Лев Копелев, писатель-литературовед, близкий друг Солженицына и Твардовского, выехал в ФРГ в ноябре 1980 года по приглашению Генриха Бёлля для чтения лекций и работы в архивах. Копелев был также другом Владимира Лакшина, Роя и моим, и я несколько раз писал о нем в предыдущих главах этих воспоминаний. Сомнений в том, что его лишат советского гражданства, не могло быть. И случилось это очень быстро и без всякого предлога. Необычным было лишение гражданства и жены Копелева – при отсутствии каких-либо поводов. Возможно, что по каким-то признакам и по переписке для КГБ стало очевидным, что Копелев и его жена Раиса Орлова могут неожиданно вернуться в Москву. В письме от 5 февраля 1981 года Рой писал:
Книги, о которых писал Рой, издавались на русском в США издательством «Ардис». Тиражи не превышали 1000 экземпляров.
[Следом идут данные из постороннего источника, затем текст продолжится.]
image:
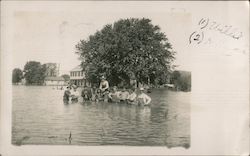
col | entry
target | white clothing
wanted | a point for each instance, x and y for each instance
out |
(132, 96)
(145, 98)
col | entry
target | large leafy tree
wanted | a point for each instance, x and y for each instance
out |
(66, 77)
(34, 73)
(17, 75)
(128, 49)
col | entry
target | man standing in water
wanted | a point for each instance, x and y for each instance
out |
(66, 95)
(143, 99)
(104, 86)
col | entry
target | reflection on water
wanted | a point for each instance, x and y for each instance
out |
(40, 117)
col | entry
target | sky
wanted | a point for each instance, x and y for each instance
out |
(48, 32)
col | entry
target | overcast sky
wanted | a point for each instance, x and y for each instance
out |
(48, 32)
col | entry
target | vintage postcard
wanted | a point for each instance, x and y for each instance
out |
(124, 78)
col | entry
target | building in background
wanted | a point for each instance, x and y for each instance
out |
(54, 81)
(77, 76)
(52, 69)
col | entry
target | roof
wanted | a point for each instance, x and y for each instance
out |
(54, 79)
(77, 68)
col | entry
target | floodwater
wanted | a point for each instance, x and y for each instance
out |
(40, 117)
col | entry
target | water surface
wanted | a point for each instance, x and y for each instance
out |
(40, 117)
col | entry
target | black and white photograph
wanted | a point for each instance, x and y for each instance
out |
(100, 78)
(124, 74)
(93, 77)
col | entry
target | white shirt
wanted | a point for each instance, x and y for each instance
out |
(132, 96)
(75, 93)
(146, 99)
(105, 84)
(124, 95)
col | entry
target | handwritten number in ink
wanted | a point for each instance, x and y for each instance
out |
(203, 23)
(196, 37)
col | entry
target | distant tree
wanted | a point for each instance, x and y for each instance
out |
(34, 73)
(66, 77)
(181, 80)
(17, 75)
(128, 49)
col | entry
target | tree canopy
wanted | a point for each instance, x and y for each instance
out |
(17, 75)
(34, 73)
(128, 49)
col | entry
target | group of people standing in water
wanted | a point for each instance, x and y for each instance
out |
(107, 94)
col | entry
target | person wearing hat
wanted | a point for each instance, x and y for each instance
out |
(74, 95)
(143, 99)
(66, 95)
(104, 85)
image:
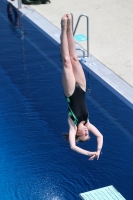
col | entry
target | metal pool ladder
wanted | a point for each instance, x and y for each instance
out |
(87, 32)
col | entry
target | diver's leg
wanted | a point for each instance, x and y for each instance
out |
(77, 68)
(68, 79)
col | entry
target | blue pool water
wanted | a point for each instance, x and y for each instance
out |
(35, 161)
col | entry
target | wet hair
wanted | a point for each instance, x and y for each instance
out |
(77, 138)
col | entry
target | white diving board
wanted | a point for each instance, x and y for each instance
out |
(105, 193)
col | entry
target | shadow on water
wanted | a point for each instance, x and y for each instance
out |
(36, 163)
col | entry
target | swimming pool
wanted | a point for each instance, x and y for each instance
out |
(35, 161)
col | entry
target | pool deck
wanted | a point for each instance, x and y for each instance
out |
(110, 37)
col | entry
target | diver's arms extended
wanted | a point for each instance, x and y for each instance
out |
(72, 134)
(98, 135)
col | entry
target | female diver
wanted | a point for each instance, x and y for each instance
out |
(74, 85)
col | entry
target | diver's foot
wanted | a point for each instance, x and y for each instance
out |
(64, 22)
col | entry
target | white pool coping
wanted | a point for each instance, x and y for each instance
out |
(104, 193)
(107, 77)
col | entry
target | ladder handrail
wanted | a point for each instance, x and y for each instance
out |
(87, 18)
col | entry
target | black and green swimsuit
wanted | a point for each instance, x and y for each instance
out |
(77, 108)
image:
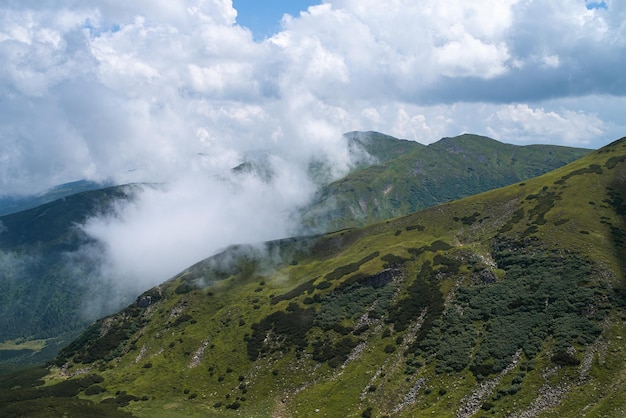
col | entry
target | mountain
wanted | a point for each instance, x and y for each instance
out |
(410, 176)
(45, 273)
(13, 204)
(49, 269)
(507, 303)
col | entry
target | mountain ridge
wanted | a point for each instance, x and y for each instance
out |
(510, 302)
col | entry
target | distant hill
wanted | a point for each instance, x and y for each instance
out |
(410, 176)
(507, 303)
(42, 276)
(47, 273)
(14, 204)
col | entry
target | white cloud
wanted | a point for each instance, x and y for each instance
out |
(177, 91)
(527, 124)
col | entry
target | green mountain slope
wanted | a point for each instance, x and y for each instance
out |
(507, 303)
(13, 204)
(43, 275)
(409, 178)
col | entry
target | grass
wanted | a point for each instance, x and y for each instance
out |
(385, 371)
(20, 344)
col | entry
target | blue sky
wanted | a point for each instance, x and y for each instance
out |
(179, 92)
(263, 17)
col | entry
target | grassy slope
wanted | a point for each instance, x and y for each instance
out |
(422, 176)
(569, 216)
(41, 293)
(573, 216)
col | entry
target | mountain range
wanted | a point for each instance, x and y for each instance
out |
(506, 303)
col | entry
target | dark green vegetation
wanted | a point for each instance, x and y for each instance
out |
(508, 303)
(409, 176)
(45, 271)
(49, 268)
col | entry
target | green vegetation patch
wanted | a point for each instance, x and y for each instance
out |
(339, 272)
(284, 329)
(544, 295)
Положение Копелева в ФРГ осложнялось и тем, что его жена Раиса Орлова, специалист по американской классике, не знала немецкого языка. Однако в Москве у них не было никаких перспектив. Копелева исключили из КПСС еще в 1968 году за подписание протеста против вторжения в Чехословакию. В 1977 году за письмо в защиту А. Д. Сахарова его исключили из Союза советских писателей. Это означало полную невозможность печататься и потерю всех заработков. Льву Зиновьевичу было уже 68 лет, Раисе Орловой – 62. Пенсии у них были очень скромными. Но и отъезд в эмиграцию для человека в возрасте 68 лет тоже создавал множество проблем, прежде всего финансовых и жилищных. Жизнь в ФРГ требовала значительно больше денег, чем в СССР. После нескольких лекций в разных городах ФРГ супруги действительно собирались вернуться в Москву. Теперь этот путь был им отрезан.
До 1980 года у меня с Львом Зиновьевичем была довольно регулярная переписка. Он отправлял свои письма и статьи для публикаций с оказиями или через диппочту посольства ФРГ в Москве. Я отвечал заказными или тоже через диппочту, а также с оказией. Копелев активно сотрудничал с Роем в публикации самиздатного альманаха «Двадцатый век» в 1975–1977 годах, и я получил тогда несколько его очерков. Три больших очерка, один из них с полемикой по поводу солженицынского «Письма вождям Советского Союза», я смог опубликовать в английском, немецком, французском и итальянском изданиях альманаха и послать через Роя автору небольшую сумму долларов. Через Роя я посылал Копелеву разные книги и иногда лекарства. Я ожидал, что Лев Зиновьевич мне позвонит из ФРГ или напишет. В ФРГ я бывал два-три раза в год, обычно для участия в конференциях и симпозиумах, и иногда встречался там с некоторыми советскими диссидентами, уехавшими из Москвы. Чаще всего я встречался с Германом Наумовичем Фейном, другом Роя, бывшим школьным учителем русской литературы и специалистом по Толстому. Он свободно, с детства, владел немецким. В 1975 году Фейн эмигрировал в Израиль, а затем, не без трудностей, переехал в ФРГ. Здесь он тоже стал преподавать русскую литературу, но уже в Гейдельбергском университете. Много лет Фейн не мог получить паспорт гражданина ФРГ, так как не был этническим немцем. Он часто публиковал свои статьи, рецензии и очерки в русской эмигрантской прессе, выбрав для этого псевдоним Герман Андреев. У меня с Германом Наумовичем установились дружеские отношения и регулярная переписка, и он два раза, приезжая с женой в Лондон, останавливался в нашем доме.